- Directed by: Fred Zinnemann
- Written by: Han Suyin
- Based on: the novel Man's Fate by Andre Malraux
- Starring: David Niven Peter Finch Liv Ullmann Max von Sydow
- Production company: MGM
- Release date: 1970 (intended);
- Country: United States
- Language: English

= Man's Fate (film) =

Man's Fate was an abandoned 1969 film adaptation of the novel Man's Fate by Andre Malraux to have been directed by Fred Zinnemann and produced by Metro-Goldwyn-Mayer (MGM).

==Pre-production==
Following the critical and commercial success of his 1966 film A Man for All Seasons, which won the Academy Award for Best Picture and earned Zinnemann the Best Director Oscar, the filmmaker announced plans to create a film version of André Malraux's Man's Fate (La Condition Humaine), a 1933 novel about the failed 1927 Communist revolution that took place in Shanghai, China, and the existential quandaries facing a group of people whose lives were changed by the event.

"I had an enormous, enormous need to do Man's Fate because that book was a bible to us in my generation," said Zinnemann in a late-life interview. "It was one of the great novels of the '30s and '40s and to be asked to make a film of it was one of the greatest events of my life."

MGM agreed to produce the film. Zinnemann began his career as a feature film director at that studio with the thriller The Seventh Cross (1944).

The screenplay for the film adaptation was created by the Chinese-born novelist Han Suyin, best known for her 1952 book A Many-Splendoured Thing. Zinnemann scouted out locations in Malaysia and Singapore, with interior scenes to be shot at the MGM studios in London, where sets and costumes were created. David Niven, Peter Finch and Liv Ullmann were signed as the stars of the film.

==Cancellation==
The pre-production process for Man's Fate stretched three years before it reached the production stage. During this period, MGM began to experience severe financial problems.

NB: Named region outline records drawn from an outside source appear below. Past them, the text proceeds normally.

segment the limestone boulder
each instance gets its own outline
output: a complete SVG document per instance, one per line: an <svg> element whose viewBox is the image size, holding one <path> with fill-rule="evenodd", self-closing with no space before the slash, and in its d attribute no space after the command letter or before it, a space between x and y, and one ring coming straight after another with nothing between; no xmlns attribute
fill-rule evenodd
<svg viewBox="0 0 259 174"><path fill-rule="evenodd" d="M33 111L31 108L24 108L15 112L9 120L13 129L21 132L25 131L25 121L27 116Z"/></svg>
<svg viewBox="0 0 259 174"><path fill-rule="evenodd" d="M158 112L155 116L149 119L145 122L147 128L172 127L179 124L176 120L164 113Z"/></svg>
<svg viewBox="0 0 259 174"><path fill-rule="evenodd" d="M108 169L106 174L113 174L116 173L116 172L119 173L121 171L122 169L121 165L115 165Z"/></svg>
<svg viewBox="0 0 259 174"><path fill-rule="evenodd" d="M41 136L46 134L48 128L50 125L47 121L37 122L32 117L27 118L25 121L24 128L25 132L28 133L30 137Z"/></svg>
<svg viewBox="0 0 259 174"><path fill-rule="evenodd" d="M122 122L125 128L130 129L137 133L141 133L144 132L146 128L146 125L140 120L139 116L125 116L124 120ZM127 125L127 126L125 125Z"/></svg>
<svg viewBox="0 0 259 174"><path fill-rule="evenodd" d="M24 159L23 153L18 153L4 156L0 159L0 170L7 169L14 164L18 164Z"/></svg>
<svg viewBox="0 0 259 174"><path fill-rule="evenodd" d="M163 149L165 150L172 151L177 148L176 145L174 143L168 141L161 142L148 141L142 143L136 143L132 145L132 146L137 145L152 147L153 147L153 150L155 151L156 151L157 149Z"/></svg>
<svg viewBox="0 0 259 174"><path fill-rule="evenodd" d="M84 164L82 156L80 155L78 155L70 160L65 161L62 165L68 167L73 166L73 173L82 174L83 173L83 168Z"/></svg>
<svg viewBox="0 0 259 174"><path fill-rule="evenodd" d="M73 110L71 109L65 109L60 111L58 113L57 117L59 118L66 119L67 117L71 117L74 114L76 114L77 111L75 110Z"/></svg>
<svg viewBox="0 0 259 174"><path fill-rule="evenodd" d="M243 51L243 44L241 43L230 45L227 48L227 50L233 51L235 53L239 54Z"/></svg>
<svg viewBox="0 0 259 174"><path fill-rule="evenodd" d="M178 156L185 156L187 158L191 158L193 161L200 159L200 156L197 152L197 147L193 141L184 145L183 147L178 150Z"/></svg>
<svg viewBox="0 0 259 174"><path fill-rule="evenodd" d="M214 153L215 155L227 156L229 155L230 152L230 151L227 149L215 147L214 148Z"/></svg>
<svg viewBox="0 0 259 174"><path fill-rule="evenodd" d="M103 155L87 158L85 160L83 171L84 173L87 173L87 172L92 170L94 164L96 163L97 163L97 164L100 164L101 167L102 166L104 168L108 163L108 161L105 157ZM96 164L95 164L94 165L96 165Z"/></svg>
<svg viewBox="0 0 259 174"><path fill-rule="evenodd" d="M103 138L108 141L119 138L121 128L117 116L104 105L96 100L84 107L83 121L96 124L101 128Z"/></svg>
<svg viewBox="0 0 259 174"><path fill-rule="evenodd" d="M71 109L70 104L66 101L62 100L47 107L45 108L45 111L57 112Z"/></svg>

James T. Aubrey, a former production chief for the CBS television network, was hired in 1969 as the studio's new president. One of his earliest decisions was to cancel all planned films that did not show signs of commercial viability. Zinnemann's $US 3 million version of Man's Fate was one of 12 films that Aubrey halted. The production of Man's Fate was canceled one week before filming was to begin. (The others included a big screen version of Tai-Pan by James Clavell.)

Zinnemann would later state that his cast and crew continued working without salaries in the period between the news of the cancellation being made public and the scheduled start of filming on November 24, 1969. "I soon found that no one in the unit wanted to stop rehearsing, salary or no salary," he later recalled. "We worked for three more days until the script was fully rehearsed, scene by scene. Then, after the usual farewell party as if on the set of a real picture, everybody went home."

==Aftermath==
Zinnemann later sued MGM for damages relating to the cancellation, with the case being settled in his favour in 1973.

The Italian director Bernardo Bertolucci proposed adapting the film in the 1980s to the Chinese government; they preferred his alternative proposal, The Last Emperor, a 1987 biopic based around the life of the Chinese Emperor Puyi.

In 2001, U.S. filmmaker Michael Cimino announced he would write and direct a film version of Man's Fate, with Daniel Day-Lewis, John Malkovich, Uma Thurman and Johnny Depp in the lead roles. The project fell through for lack of funding; Cimino, who died in 2016, never made another feature film.